Chapter three: methodology of exposure modeling

In this chapter, the concept of exposure assessment and its evolution is introduced, and evaluated by critically appraising the pertinent literature as it applies to exposures to Particulate Matter (PM). Exposure measurement or estimation methodologies and models are reviewed. Three exposure/measurement methodologies are assessed. Estimation methods focus on source evaluation and attribution, sources include those outdoors and indoors as well as in occupational and in-transit environments. Fate and transport models and their inputs are addressed to estimate concentrations outdoors and indoors; source attribution techniques help focus on the contributing sources. Activity pattern techniques are also reviewed and their use in exposure models to estimate inhalation exposure to PM is presented. Deterministic, regression and other stochastic models of exposure to PM are reviewed and evaluated. Strengths, limitations, assumptions and affirmations of the use of exposure assessment as an integral component of risk assessment and risk management are discussed in the conclusions and discussions section of this work.
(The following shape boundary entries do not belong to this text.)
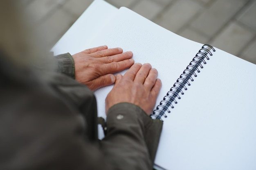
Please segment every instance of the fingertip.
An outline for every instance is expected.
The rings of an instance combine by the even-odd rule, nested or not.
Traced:
[[[123,76],[122,76],[122,74],[118,74],[117,75],[117,80],[119,80],[120,78],[122,78],[122,77]]]
[[[114,83],[116,81],[116,77],[113,74],[110,75],[110,79],[111,80],[111,83]]]
[[[118,51],[121,53],[123,52],[123,49],[121,48],[117,48],[117,50],[118,50]]]
[[[142,65],[141,64],[141,63],[135,63],[135,64],[134,64],[135,65],[139,65],[140,66],[142,66]]]
[[[149,63],[145,63],[145,64],[143,64],[144,65],[148,65],[148,66],[149,66],[150,68],[152,68],[152,66],[151,66],[151,65]]]
[[[127,53],[127,54],[130,56],[132,56],[133,55],[133,53],[132,53],[132,52],[130,51],[127,51],[126,52]]]
[[[129,59],[129,61],[131,62],[131,63],[134,63],[134,60],[132,59]]]

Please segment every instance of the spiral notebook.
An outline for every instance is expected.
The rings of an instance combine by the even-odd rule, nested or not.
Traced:
[[[90,8],[99,12],[97,5]],[[121,47],[133,52],[136,62],[157,69],[162,87],[151,117],[164,125],[155,168],[256,169],[256,65],[176,35],[126,8],[111,11],[102,12],[108,17],[83,47]],[[65,50],[79,52],[73,46]],[[54,50],[59,52],[61,46]],[[112,87],[95,92],[99,116],[106,117],[105,98]]]

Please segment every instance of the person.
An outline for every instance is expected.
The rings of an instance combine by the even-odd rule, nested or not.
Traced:
[[[13,36],[18,27],[6,28]],[[35,53],[23,51],[18,37],[0,40],[0,169],[152,169],[162,126],[149,116],[161,86],[156,70],[106,46],[45,57],[36,67],[40,57],[28,57]],[[103,104],[92,92],[113,83],[99,140],[96,105]]]

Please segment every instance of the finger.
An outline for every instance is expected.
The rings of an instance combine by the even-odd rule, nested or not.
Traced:
[[[136,74],[139,70],[139,69],[141,67],[142,65],[140,63],[134,64],[124,74],[124,78],[127,78],[133,81]]]
[[[91,89],[94,91],[103,87],[111,85],[116,81],[116,77],[113,74],[108,74],[101,76],[94,79],[92,82]]]
[[[156,98],[157,97],[157,96],[158,96],[158,94],[159,94],[159,92],[160,92],[160,89],[162,86],[162,83],[161,80],[159,78],[157,78],[155,81],[155,85],[153,86],[151,91],[153,97],[155,98],[156,100]]]
[[[151,65],[149,63],[147,63],[143,64],[136,74],[134,79],[134,81],[144,84],[145,80],[148,76],[148,73],[151,68]]]
[[[123,49],[121,48],[110,48],[101,51],[98,51],[91,54],[94,57],[100,58],[106,56],[111,56],[121,54],[123,52]]]
[[[118,74],[117,75],[117,76],[116,76],[115,84],[118,84],[119,82],[120,82],[120,81],[121,80],[122,77],[123,77],[123,76],[122,75],[122,74]]]
[[[117,54],[102,57],[101,59],[103,63],[110,63],[113,62],[119,62],[130,59],[132,57],[133,55],[133,54],[131,51],[127,51]]]
[[[117,62],[104,64],[101,69],[101,73],[114,74],[130,68],[134,63],[134,60],[130,59]]]
[[[85,54],[91,54],[107,49],[108,49],[108,46],[102,46],[97,47],[95,47],[94,48],[88,49],[84,51],[83,51],[83,52],[84,52]]]
[[[144,86],[148,90],[151,91],[154,86],[157,76],[157,70],[156,69],[152,68],[149,71],[148,76],[145,80]]]

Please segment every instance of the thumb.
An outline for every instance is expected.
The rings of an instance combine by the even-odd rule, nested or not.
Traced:
[[[92,88],[93,91],[107,85],[111,85],[115,83],[116,77],[113,74],[108,74],[101,76],[93,80]]]

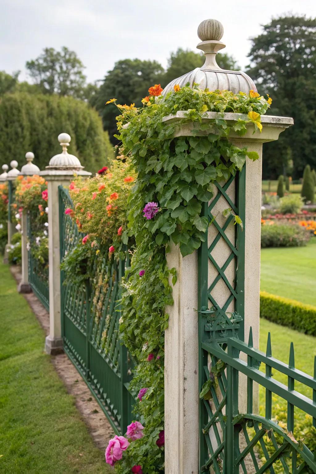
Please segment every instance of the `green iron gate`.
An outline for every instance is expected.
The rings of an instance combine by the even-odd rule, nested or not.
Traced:
[[[245,176],[244,168],[235,178],[235,202],[227,192],[234,178],[223,186],[216,183],[217,195],[209,206],[206,203],[204,208],[204,215],[209,221],[214,217],[214,206],[221,199],[226,200],[244,222]],[[295,368],[293,344],[288,365],[272,356],[270,335],[265,354],[253,347],[251,328],[248,344],[243,342],[245,233],[238,226],[235,242],[228,238],[225,231],[233,219],[230,216],[222,228],[213,221],[217,235],[210,245],[207,238],[199,254],[199,472],[316,473],[316,456],[295,439],[294,423],[294,407],[297,407],[312,417],[316,428],[316,357],[313,378]],[[224,239],[231,251],[221,266],[212,254],[220,239]],[[225,273],[232,260],[235,266],[233,285]],[[209,286],[209,262],[211,273],[217,274]],[[221,279],[228,290],[224,305],[219,304],[212,294]],[[229,313],[232,304],[235,311]],[[265,372],[259,370],[261,365],[262,369],[265,366]],[[277,373],[287,376],[287,386],[274,378],[277,378]],[[298,383],[310,388],[310,398],[295,391],[296,383],[298,390]],[[244,387],[246,394],[246,408],[243,407],[245,413],[240,410],[239,384]],[[264,416],[253,412],[258,410],[254,402],[257,400],[257,384],[265,389]],[[273,420],[277,412],[277,407],[272,404],[273,394],[287,402],[287,429]]]
[[[48,265],[41,264],[32,253],[32,248],[36,245],[37,234],[37,229],[34,227],[35,220],[35,219],[32,219],[32,211],[28,211],[27,216],[27,238],[30,244],[28,252],[28,282],[33,292],[49,311]]]
[[[72,206],[68,190],[60,186],[59,194],[61,261],[83,234],[65,214]],[[102,271],[108,279],[99,292],[90,281],[85,287],[64,284],[64,273],[61,272],[62,330],[65,352],[119,434],[132,420],[135,403],[128,390],[132,361],[118,337],[120,312],[117,302],[125,261],[117,262],[108,252],[102,258]]]

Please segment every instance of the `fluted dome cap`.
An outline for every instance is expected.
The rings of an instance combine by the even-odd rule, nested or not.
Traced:
[[[8,176],[8,173],[7,172],[9,170],[9,167],[7,164],[2,164],[2,168],[3,170],[3,173],[0,174],[0,181],[5,181],[7,179],[7,176]]]
[[[59,155],[55,155],[51,158],[49,164],[46,168],[51,170],[73,170],[74,171],[82,170],[83,166],[77,156],[69,155],[67,151],[71,140],[68,133],[61,133],[58,135],[58,141],[63,147],[63,151]]]
[[[10,163],[10,166],[11,166],[11,169],[8,172],[8,174],[7,175],[7,179],[9,180],[10,181],[16,179],[17,176],[19,174],[20,172],[18,169],[18,164],[16,160],[12,160],[12,161]]]
[[[39,168],[34,164],[32,162],[34,159],[34,154],[31,151],[28,151],[25,154],[25,157],[27,159],[27,164],[24,164],[21,168],[20,174],[24,176],[32,176],[33,174],[36,174],[39,173]]]
[[[223,34],[223,25],[217,20],[209,19],[200,23],[198,36],[201,41],[197,48],[204,53],[204,64],[201,67],[197,67],[172,81],[163,89],[163,95],[173,91],[176,84],[181,87],[187,82],[190,82],[191,87],[196,82],[202,89],[207,88],[210,91],[231,91],[234,94],[240,91],[248,94],[252,89],[256,91],[254,83],[244,73],[221,69],[217,64],[216,55],[225,47],[225,45],[220,41]]]

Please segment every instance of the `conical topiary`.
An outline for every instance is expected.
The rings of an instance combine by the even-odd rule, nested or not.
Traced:
[[[277,194],[279,198],[283,198],[284,195],[284,181],[282,174],[279,177]]]
[[[307,164],[303,175],[303,185],[301,195],[304,202],[314,202],[315,184],[314,177],[310,170],[310,166]]]

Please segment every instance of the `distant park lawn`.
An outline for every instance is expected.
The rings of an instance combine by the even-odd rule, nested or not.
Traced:
[[[269,183],[270,183],[270,188]],[[262,182],[262,192],[276,192],[278,188],[277,180],[263,180]],[[300,183],[291,184],[289,187],[290,192],[300,192],[302,190],[302,184]]]
[[[0,473],[108,474],[104,453],[44,352],[44,331],[2,263],[0,327]]]
[[[316,237],[305,247],[263,248],[260,289],[316,306]]]

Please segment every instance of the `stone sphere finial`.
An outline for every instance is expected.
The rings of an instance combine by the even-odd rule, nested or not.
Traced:
[[[25,157],[27,159],[27,161],[33,161],[34,159],[34,154],[31,151],[28,151],[25,154]]]
[[[201,21],[198,28],[198,36],[201,41],[215,40],[219,41],[224,34],[224,28],[220,21],[209,18]]]

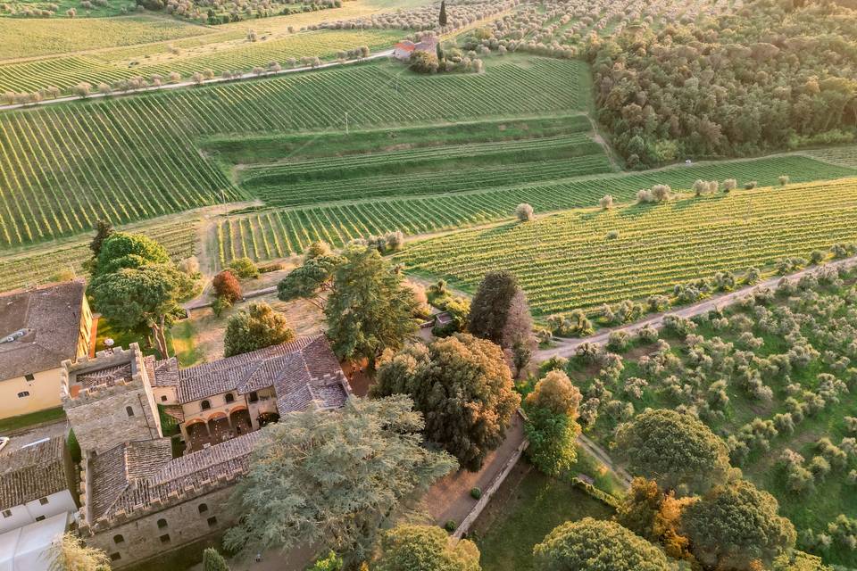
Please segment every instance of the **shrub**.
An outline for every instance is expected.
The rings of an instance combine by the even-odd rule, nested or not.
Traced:
[[[528,222],[536,219],[533,207],[526,203],[518,204],[518,207],[515,208],[515,216],[521,222]]]
[[[248,279],[259,277],[259,269],[253,263],[250,258],[236,258],[229,262],[229,269],[241,279]]]
[[[229,269],[224,269],[214,276],[212,287],[214,288],[217,298],[227,302],[230,306],[242,297],[241,284]]]

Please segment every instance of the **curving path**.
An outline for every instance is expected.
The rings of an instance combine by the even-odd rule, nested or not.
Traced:
[[[820,268],[838,268],[840,266],[848,266],[855,263],[857,263],[857,256],[853,256],[851,258],[844,258],[842,260],[828,261],[828,263],[822,266],[811,266],[810,268],[802,269],[801,271],[795,272],[794,274],[789,274],[788,276],[785,276],[785,277],[791,281],[795,281],[797,279],[800,279],[802,276],[805,276],[806,274],[811,274],[812,272],[817,271]],[[595,343],[598,344],[605,344],[607,343],[608,337],[610,336],[610,334],[612,333],[613,331],[624,330],[624,331],[628,331],[628,333],[634,333],[648,325],[651,325],[660,329],[663,326],[664,316],[668,314],[678,315],[683,318],[692,318],[694,316],[699,315],[700,313],[704,313],[705,311],[713,310],[717,307],[728,305],[733,302],[740,299],[741,297],[744,297],[745,295],[746,295],[753,290],[756,289],[757,287],[775,287],[778,282],[779,282],[779,280],[782,279],[783,277],[784,277],[783,276],[776,276],[770,279],[761,281],[756,284],[755,286],[747,286],[746,287],[742,287],[741,289],[735,290],[734,292],[715,295],[714,297],[711,297],[703,302],[700,302],[699,303],[695,303],[694,305],[688,305],[686,307],[678,308],[672,311],[658,313],[656,315],[652,316],[651,318],[643,319],[642,321],[637,321],[636,323],[632,323],[627,326],[620,326],[617,327],[612,327],[609,329],[603,329],[595,335],[589,335],[588,337],[581,337],[580,339],[563,339],[562,341],[559,341],[558,346],[556,347],[551,347],[550,349],[541,349],[538,352],[537,352],[535,355],[535,360],[541,362],[543,360],[546,360],[550,359],[551,357],[557,357],[557,356],[566,357],[566,358],[571,357],[574,355],[574,352],[575,351],[577,351],[578,347],[579,347],[584,343]]]

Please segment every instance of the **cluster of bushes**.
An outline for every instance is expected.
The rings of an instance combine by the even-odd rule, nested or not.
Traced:
[[[855,21],[834,3],[760,0],[589,42],[599,119],[631,167],[852,141]]]

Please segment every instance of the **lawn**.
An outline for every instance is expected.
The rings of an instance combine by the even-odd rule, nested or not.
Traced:
[[[471,533],[485,571],[533,568],[533,547],[566,521],[607,519],[612,509],[566,482],[519,464],[477,520]]]
[[[22,414],[9,418],[0,418],[0,436],[8,435],[7,433],[12,430],[26,428],[43,422],[51,422],[52,420],[61,420],[65,418],[65,410],[62,407],[55,409],[46,409],[29,414]]]

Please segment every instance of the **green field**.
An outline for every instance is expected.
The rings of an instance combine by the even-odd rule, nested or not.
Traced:
[[[637,190],[655,184],[687,190],[697,178],[736,178],[740,184],[757,180],[761,185],[774,185],[782,174],[798,183],[850,177],[855,172],[807,157],[778,156],[604,174],[478,192],[263,210],[230,216],[220,222],[220,256],[222,262],[244,255],[268,260],[300,253],[316,240],[338,246],[354,238],[393,230],[413,236],[497,222],[512,218],[515,207],[521,203],[533,205],[537,212],[544,212],[592,206],[605,194],[612,194],[617,202],[628,202]],[[484,176],[490,174],[488,171]],[[455,176],[446,176],[455,179]],[[551,235],[545,233],[542,239],[550,243]],[[596,239],[601,240],[602,236]]]
[[[199,253],[198,223],[198,217],[186,215],[181,219],[134,225],[128,230],[154,238],[179,261]],[[91,256],[88,236],[7,252],[0,258],[0,292],[52,281],[60,273],[85,276],[83,263]]]
[[[545,315],[808,256],[857,240],[855,217],[857,179],[845,179],[548,215],[426,240],[398,259],[410,271],[469,290],[488,270],[509,269],[534,312]]]
[[[0,18],[0,60],[36,57],[209,34],[212,29],[154,15],[50,20]]]
[[[853,355],[848,343],[857,325],[852,301],[853,270],[841,287],[806,281],[802,290],[778,295],[773,303],[758,303],[749,309],[729,306],[722,314],[725,319],[717,324],[712,319],[704,319],[695,330],[702,340],[694,341],[693,352],[684,336],[662,332],[661,337],[678,358],[671,365],[659,369],[643,366],[637,360],[639,355],[662,361],[652,352],[656,350],[653,344],[638,345],[625,357],[624,369],[617,380],[603,380],[604,388],[613,395],[610,398],[630,402],[636,413],[649,407],[687,407],[697,410],[700,418],[724,439],[733,436],[748,443],[749,452],[745,457],[733,455],[733,464],[778,500],[779,513],[787,517],[799,532],[798,548],[816,552],[828,563],[853,567],[857,565],[857,555],[840,540],[835,539],[827,550],[816,551],[806,544],[802,533],[827,533],[828,524],[839,514],[857,517],[857,494],[847,479],[849,471],[857,468],[857,456],[851,452],[832,462],[828,474],[811,478],[803,490],[792,486],[781,459],[787,448],[801,454],[805,459],[804,466],[808,466],[813,457],[824,454],[817,446],[819,439],[828,437],[834,445],[841,444],[845,449],[847,441],[844,439],[855,435],[845,421],[845,417],[857,416],[857,401],[853,397],[854,377],[852,370],[843,369],[840,360]],[[805,361],[789,356],[788,352],[799,344],[793,340],[795,328],[800,332],[797,338],[811,343],[817,352],[807,353]],[[748,344],[748,335],[753,343],[760,344]],[[745,352],[743,359],[738,352]],[[749,364],[738,365],[747,360],[748,354]],[[774,356],[788,357],[786,370],[770,367],[773,360],[769,360]],[[572,359],[568,370],[586,393],[597,368]],[[820,375],[832,375],[842,384],[838,388],[823,387]],[[639,398],[624,389],[625,381],[631,377],[648,384]],[[745,380],[748,377],[757,379],[770,393],[767,396],[754,393],[753,385]],[[720,386],[711,388],[719,381]],[[727,399],[712,398],[721,390]],[[811,406],[808,404],[811,401]],[[753,430],[750,426],[754,420],[774,421],[777,415],[786,413],[791,415],[791,428],[775,425],[773,432],[769,433],[769,428]],[[595,425],[587,432],[608,447],[620,421],[603,406]]]
[[[243,198],[196,137],[549,114],[588,104],[587,66],[516,58],[425,77],[392,63],[0,115],[0,248]]]
[[[321,30],[267,42],[233,42],[201,54],[188,51],[151,59],[140,59],[135,50],[130,54],[121,51],[8,63],[0,65],[0,92],[28,93],[51,86],[67,91],[81,81],[93,86],[102,82],[111,85],[134,77],[148,80],[152,76],[160,76],[166,82],[173,71],[187,80],[196,71],[211,70],[218,75],[223,71],[245,73],[255,67],[267,68],[270,62],[279,62],[285,68],[290,58],[332,59],[341,50],[361,46],[368,46],[373,51],[385,49],[400,37],[399,32],[390,30]],[[131,54],[133,59],[122,57]]]
[[[513,471],[477,520],[472,539],[485,571],[527,571],[534,568],[533,547],[560,524],[612,516],[610,508],[566,482],[535,469],[522,477]]]

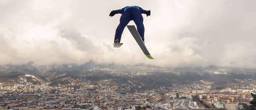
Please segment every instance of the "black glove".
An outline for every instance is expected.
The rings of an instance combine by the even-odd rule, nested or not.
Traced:
[[[150,16],[150,13],[151,12],[150,12],[150,10],[149,10],[148,11],[148,12],[147,12],[147,13],[146,14],[147,15],[147,16]]]
[[[114,16],[114,15],[115,15],[115,14],[116,14],[116,12],[115,11],[113,10],[112,11],[111,11],[111,12],[110,12],[110,14],[109,14],[109,16]]]

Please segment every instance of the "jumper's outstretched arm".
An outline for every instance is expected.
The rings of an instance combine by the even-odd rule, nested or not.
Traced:
[[[114,16],[115,14],[122,14],[124,12],[124,9],[122,8],[119,10],[113,10],[111,11],[111,12],[110,12],[110,14],[109,14],[109,16],[112,17],[113,16]]]

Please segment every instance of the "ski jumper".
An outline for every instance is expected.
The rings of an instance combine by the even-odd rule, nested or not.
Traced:
[[[137,6],[126,6],[121,9],[115,11],[117,14],[122,14],[120,18],[120,23],[117,26],[115,34],[115,40],[119,39],[121,41],[121,37],[125,26],[131,20],[133,20],[137,27],[138,32],[144,41],[144,27],[143,24],[143,17],[142,14],[146,14],[147,11]]]

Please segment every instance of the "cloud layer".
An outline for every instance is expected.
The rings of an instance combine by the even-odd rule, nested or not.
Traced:
[[[255,0],[0,1],[0,62],[37,65],[90,60],[172,67],[256,67]],[[121,15],[137,5],[143,15],[149,60],[125,29],[112,44]],[[131,21],[129,25],[133,25]]]

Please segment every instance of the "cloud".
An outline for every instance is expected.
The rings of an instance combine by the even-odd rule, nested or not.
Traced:
[[[0,61],[254,68],[256,2],[3,0]],[[121,15],[109,13],[131,5],[151,10],[151,16],[143,16],[145,44],[154,60],[147,59],[127,29],[124,44],[112,47]]]

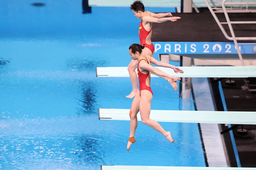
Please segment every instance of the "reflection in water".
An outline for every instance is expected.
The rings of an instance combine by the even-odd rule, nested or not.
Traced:
[[[82,103],[82,111],[83,114],[90,114],[96,113],[97,102],[96,95],[97,92],[95,85],[92,82],[83,82],[82,85],[82,96],[80,100]]]
[[[89,6],[88,0],[82,0],[82,5],[83,7],[83,14],[92,13],[92,7]]]
[[[75,147],[76,151],[73,153],[77,154],[80,161],[90,165],[100,165],[104,164],[104,153],[101,150],[103,140],[100,136],[81,136]]]
[[[8,60],[4,60],[2,58],[0,58],[0,65],[6,65],[7,63],[10,63],[10,61]]]
[[[45,6],[45,4],[41,2],[35,2],[31,4],[32,6],[36,6],[36,7],[42,7]]]

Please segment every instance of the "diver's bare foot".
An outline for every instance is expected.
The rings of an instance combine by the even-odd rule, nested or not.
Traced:
[[[125,97],[126,97],[127,98],[129,98],[130,99],[131,99],[132,98],[133,98],[135,96],[136,96],[136,94],[137,94],[137,93],[138,93],[138,90],[137,90],[137,91],[132,90],[132,92],[131,92],[131,93],[130,93],[129,95],[126,96]]]
[[[134,137],[130,137],[129,138],[129,140],[128,141],[128,143],[127,143],[127,149],[128,152],[130,150],[130,147],[131,146],[132,144],[136,141],[136,139],[134,138]]]
[[[172,135],[171,135],[171,132],[170,132],[170,131],[166,132],[166,134],[165,137],[167,139],[168,139],[168,141],[170,141],[172,143],[173,143],[175,141],[175,140],[172,139]]]
[[[168,78],[167,80],[167,81],[169,82],[169,83],[170,83],[172,85],[173,88],[175,90],[178,89],[178,84],[177,84],[177,83],[176,82],[175,82],[170,78]]]

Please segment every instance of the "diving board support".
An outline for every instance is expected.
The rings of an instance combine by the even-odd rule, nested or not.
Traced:
[[[180,77],[248,78],[256,77],[256,66],[181,66],[184,73],[175,73],[172,68],[155,67],[167,73]],[[127,67],[96,67],[97,77],[129,77]],[[152,77],[157,77],[151,74]]]
[[[101,170],[252,170],[255,168],[102,165]]]
[[[99,119],[130,121],[130,109],[99,109]],[[140,113],[138,120],[141,121]],[[159,122],[256,125],[256,112],[151,110]]]

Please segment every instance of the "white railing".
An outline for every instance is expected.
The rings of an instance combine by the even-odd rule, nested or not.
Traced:
[[[227,2],[228,0],[223,0],[222,2],[219,0],[217,0],[217,2],[220,4],[221,4],[221,7],[217,7],[212,0],[211,2],[213,4],[214,8],[212,8],[210,5],[208,0],[205,0],[205,2],[211,12],[213,18],[215,20],[220,30],[222,31],[225,37],[229,40],[233,41],[235,44],[238,54],[240,59],[241,64],[242,65],[244,65],[244,63],[243,57],[241,53],[241,51],[239,48],[237,41],[255,41],[256,40],[256,37],[236,37],[235,35],[232,24],[256,24],[256,18],[254,18],[255,20],[248,21],[230,21],[228,16],[228,13],[231,12],[256,12],[256,9],[255,9],[254,5],[256,5],[255,2],[249,2],[248,0],[240,0],[240,2],[233,2],[231,0],[231,2]],[[246,1],[246,2],[244,2]],[[215,14],[216,13],[223,12],[225,15],[226,20],[225,22],[220,22],[218,17]],[[222,26],[222,24],[228,24],[230,31],[231,34],[231,36],[229,36],[227,33],[225,29]]]

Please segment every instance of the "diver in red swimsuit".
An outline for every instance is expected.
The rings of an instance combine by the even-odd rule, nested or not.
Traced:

Methods for collecting time/activity pattern information related to exposure to combustion products

Focus groups, surveys and questionnaires, diaries and observations can be used to gather information about people's exposure to a wide range of combustion products. Information about locations and durations of exposure, and sources of exposure can be obtained with these instruments. The types of instruments used must be fine tuned to meet the design characteristics of the community in which the study will be conducted.

Use of global positioning system technology to track subject's location during environmental exposure sampling

Global positioning system (GPS) data recorders were worn by subjects in the Oklahoma Urban Air Toxics Study (OUATS) for automatic logging of their location as they went about their normal daily activities. The location information obtained by the GPS units had an uncertainty of about 10-20 m, which was sufficiently precise to track subjects' movements on trips outside the immediate vicinity of their homes. Due to instrument problems, primarily related to reduced battery life, the units operated for only about 30% of the total monitoring time attempted in 25 trials. The GPS data were compared to time-activity diaries kept by the subjects. In almost all cases, the GPS data confirmed all travel events reported in the subjects' diaries. Additionally, in five out of five trials in which the logging period covered most or all of the subjects' daytime activities, at least one travel event that was not recorded in the diary was detected by GPS. Notwithstanding the limitations of present technology, GPS was found to be a promising means for tracking of research subjects in community-based exposure assessment studies.